Designed by alumnus Greg Cronan, the weekly program involves 30 students in Year 6 engaging in video calls with elders for reciprocal learning activities based on the school curriculum.
Cronan said the program helps “alleviate some of the negative effects of social isolation, boredom and loneliness” as residential aged-care homes deal with the lockdown.
The program began as intergenerational research project aimed at exploring whether reciprocal learning could be achieved between school students in a classroom and elders in an aged-care home using video conferencing, as opposed to co-located activities where both age groups are physically in the same room.
Cronan, who completed a Bachelor of Business (Honours) investigating intergenerational learning in an online environment, revealed that the results were overwhelmingly positive.
“As a result of these interactions students have developed more self-confidence, are more attentive in class, learning outcomes have increased in addition to improved ‘real-time’ conversational and enquiry skills,’’ he said.

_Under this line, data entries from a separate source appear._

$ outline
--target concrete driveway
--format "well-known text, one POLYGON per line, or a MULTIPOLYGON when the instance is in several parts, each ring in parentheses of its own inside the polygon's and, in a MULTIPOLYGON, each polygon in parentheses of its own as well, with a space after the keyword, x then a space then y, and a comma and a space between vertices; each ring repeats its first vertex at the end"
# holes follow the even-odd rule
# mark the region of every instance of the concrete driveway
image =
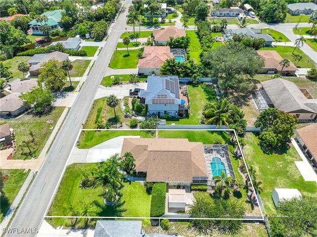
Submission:
POLYGON ((117 153, 120 155, 124 138, 140 138, 139 136, 121 136, 106 141, 90 149, 73 150, 67 165, 73 163, 97 163, 108 159, 117 153))
POLYGON ((147 83, 144 82, 138 83, 136 86, 133 84, 123 85, 122 87, 116 86, 111 87, 99 86, 98 91, 95 96, 95 99, 108 96, 111 95, 115 95, 117 98, 123 99, 124 96, 129 96, 130 89, 134 90, 135 88, 140 88, 146 90, 147 86, 147 83))

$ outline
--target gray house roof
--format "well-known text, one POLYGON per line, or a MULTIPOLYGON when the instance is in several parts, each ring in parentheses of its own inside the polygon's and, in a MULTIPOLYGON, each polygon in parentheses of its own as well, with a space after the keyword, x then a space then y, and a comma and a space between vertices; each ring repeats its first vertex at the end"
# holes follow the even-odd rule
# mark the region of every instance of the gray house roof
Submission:
POLYGON ((225 29, 224 31, 224 34, 229 37, 232 37, 235 34, 237 34, 238 35, 239 34, 243 34, 248 36, 251 36, 256 38, 264 39, 265 41, 274 41, 274 39, 273 39, 271 36, 266 34, 259 34, 258 33, 259 32, 259 30, 256 29, 225 29))
POLYGON ((287 112, 317 112, 317 99, 306 98, 295 83, 275 78, 261 84, 278 109, 287 112))
POLYGON ((149 76, 147 87, 140 93, 146 97, 146 104, 180 104, 177 76, 149 76))
POLYGON ((290 10, 295 11, 295 10, 304 10, 305 9, 308 10, 311 9, 313 11, 317 10, 317 5, 313 2, 299 2, 298 3, 291 3, 287 5, 287 7, 290 10))
POLYGON ((77 38, 69 38, 65 41, 55 41, 51 44, 51 45, 56 45, 57 43, 61 43, 65 48, 71 49, 76 48, 80 44, 80 39, 77 38))
POLYGON ((94 237, 142 237, 141 221, 97 221, 94 237))

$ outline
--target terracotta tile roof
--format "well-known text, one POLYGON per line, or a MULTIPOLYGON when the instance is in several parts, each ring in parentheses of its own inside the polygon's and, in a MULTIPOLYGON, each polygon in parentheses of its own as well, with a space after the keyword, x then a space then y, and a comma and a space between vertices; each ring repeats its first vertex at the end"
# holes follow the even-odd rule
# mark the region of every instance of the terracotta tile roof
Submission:
POLYGON ((144 47, 143 58, 139 59, 139 68, 161 67, 166 59, 173 58, 168 46, 148 46, 144 47))
POLYGON ((154 30, 153 36, 156 41, 168 41, 169 37, 174 39, 186 36, 185 31, 181 29, 178 29, 175 26, 169 26, 164 30, 154 30))
MULTIPOLYGON (((258 54, 261 55, 265 60, 265 68, 276 68, 277 71, 281 71, 283 66, 279 64, 283 58, 275 50, 257 50, 258 54)), ((298 69, 292 62, 287 67, 284 67, 284 71, 297 71, 298 69)))
POLYGON ((147 181, 192 182, 193 176, 208 176, 202 142, 183 139, 126 138, 121 155, 129 151, 135 170, 147 172, 147 181))
POLYGON ((297 133, 312 154, 317 159, 317 123, 298 129, 297 133))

“This has been complemented by an increase in student attendance rates. The students have also developed a deeper sense of empathy, gratitude and respect of elders. They have also gained a richer understanding of history by speaking with primary sources – the elders – about school subjects, rather than searching the internet for information.”
Cronan said that the students have formed better relationships with their own grandparents and family, even those with behaviour and intellectual difficulties.
The program also received affirmative feedback from the aged-care facility’s healthcare staff and management.
“We’ve been told that the residents love seeing and speaking with the students,” Cronan said.
“According to observations by the facility manager, these interactions have become a ‘calming intervention’ for elders who have high levels of anxiety, depression and were self-isolating in their rooms long before coronavirus.”
Griffith Business School’s Professor Anneke Fitzgerald, who supervised the project in its research stage, expressed pride on how Cronan is running the current program.
“We are proud to be part of it and hope to see similar results with younger children (age 3-5) connecting with elders in a community setting during this health crisis” as the use of technology to connect older people with children is rolling out in different contexts,’’ she said.
“Now more than ever we need to nurture our connections with others and develop best intergenerational practice for programs such as these as one solution to loneliness and isolation.”